The bottom line with it is, you can’t deduct the value of your donated time.

Here’s an example:

Joe is a consultant. He normally bills his time at $250 per hour. He provides 4 hours of services at no cost to one of his favorite not-for-profits. Joe wants to take a $1,000 deduction. His actual deduction for this is $0.

Alternate scenarios that often arise:

Joe’s favorite not-for-profit is holding a silent auction to raise money. Joe decides to give a gift certificate for $500 of his services to the lucky auction winner. Again, Joe doesn’t get a deduction for this.

Now, let’s say Joe gives cash to the not-for-profit instead.

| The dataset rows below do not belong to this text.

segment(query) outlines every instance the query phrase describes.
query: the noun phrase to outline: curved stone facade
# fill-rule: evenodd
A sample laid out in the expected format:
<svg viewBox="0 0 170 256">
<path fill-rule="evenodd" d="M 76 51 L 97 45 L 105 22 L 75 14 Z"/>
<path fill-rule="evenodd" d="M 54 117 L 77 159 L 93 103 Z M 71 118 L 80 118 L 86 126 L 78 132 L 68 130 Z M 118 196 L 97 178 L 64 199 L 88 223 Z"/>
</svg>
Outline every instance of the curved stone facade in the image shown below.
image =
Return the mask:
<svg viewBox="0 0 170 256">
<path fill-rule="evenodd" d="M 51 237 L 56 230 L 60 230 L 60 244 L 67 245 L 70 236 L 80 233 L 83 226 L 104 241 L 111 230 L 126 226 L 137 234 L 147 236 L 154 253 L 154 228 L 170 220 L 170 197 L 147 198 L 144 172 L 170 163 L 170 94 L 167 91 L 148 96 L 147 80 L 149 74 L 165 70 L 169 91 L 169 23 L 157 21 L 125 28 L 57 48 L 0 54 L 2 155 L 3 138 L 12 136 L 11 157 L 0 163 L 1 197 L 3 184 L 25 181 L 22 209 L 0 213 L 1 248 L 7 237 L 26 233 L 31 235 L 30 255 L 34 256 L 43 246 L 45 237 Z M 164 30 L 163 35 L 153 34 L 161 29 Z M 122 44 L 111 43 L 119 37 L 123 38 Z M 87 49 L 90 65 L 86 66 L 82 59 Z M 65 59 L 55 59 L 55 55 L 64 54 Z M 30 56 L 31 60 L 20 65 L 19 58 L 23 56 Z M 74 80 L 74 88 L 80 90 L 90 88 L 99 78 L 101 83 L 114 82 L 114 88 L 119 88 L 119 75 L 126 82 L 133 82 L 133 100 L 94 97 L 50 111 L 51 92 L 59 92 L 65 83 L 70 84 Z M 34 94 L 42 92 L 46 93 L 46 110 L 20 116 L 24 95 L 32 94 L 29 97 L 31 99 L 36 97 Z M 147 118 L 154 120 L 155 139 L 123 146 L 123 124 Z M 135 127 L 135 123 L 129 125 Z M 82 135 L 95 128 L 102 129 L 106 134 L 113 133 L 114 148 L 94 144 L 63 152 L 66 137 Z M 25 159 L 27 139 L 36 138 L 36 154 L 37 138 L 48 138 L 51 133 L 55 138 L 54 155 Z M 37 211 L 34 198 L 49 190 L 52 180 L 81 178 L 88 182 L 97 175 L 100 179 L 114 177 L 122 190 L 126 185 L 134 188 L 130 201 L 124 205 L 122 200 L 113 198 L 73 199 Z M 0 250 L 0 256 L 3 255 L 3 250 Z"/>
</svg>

If Joe instead gives $1,000 cash to the not-for-profit, he’d get a $1,000 deduction because he actually lost (paid out) $1,000.

Is it a fair outcome? Most would say it is not. But here’s the “why” as to why Joe gets no deduction.

Understanding the Logic

Let’s start with the third example first. In that situation, Joe gets a deduction because he spent money and thus suffered a loss or reduction in income/assets by paying out the $1,000.

Now let’s look at the first example. In a normal situation, Joe provides 4 hours of services, and the client pays him $1,000. Joe records $1,000 of income on his books.

In our example, Joe provides the same 4 hours of services but bills $0 to the not-for-profit. He records $0 of income on his books, in effect getting a “deduction” of sorts in the form of recording $1,000 less income than he usually would.

In the second example with the gift certificate, Joe doesn’t get a deduction because the gift certificate in and of itself isn’t an expenditure. He hasn’t paid out any cash.

So, what happens when the auction winner redeems the certificate?

Let’s say Joe provides 4 hours of services to the auction winner and bills them $1,000. The client has a $500 gift certificate and so only pays Joe $500. Joe records $500 of income on his books, in effect getting a $500 “deduction” because he’s putting $500 on his books instead of the usual $1,000.

What if the auction winner doesn’t need Joe’s services, and the certificate gets tossed in a drawer and eventually thrown away and never used? In this case, Joe gets no deduction because again he hasn’t really lost anything or spent any money. Therefore, his deduction is $0.

Always a Sore Spot

In my experience, these sorts of conversations with business owners ALWAYS — 100% of the time — go badly. And one can have a philosophical argument about whether or not it’s fair to not provide a real deduction for donated services. But there is some underlying logic as to why the outcome is what it is when a business donates services.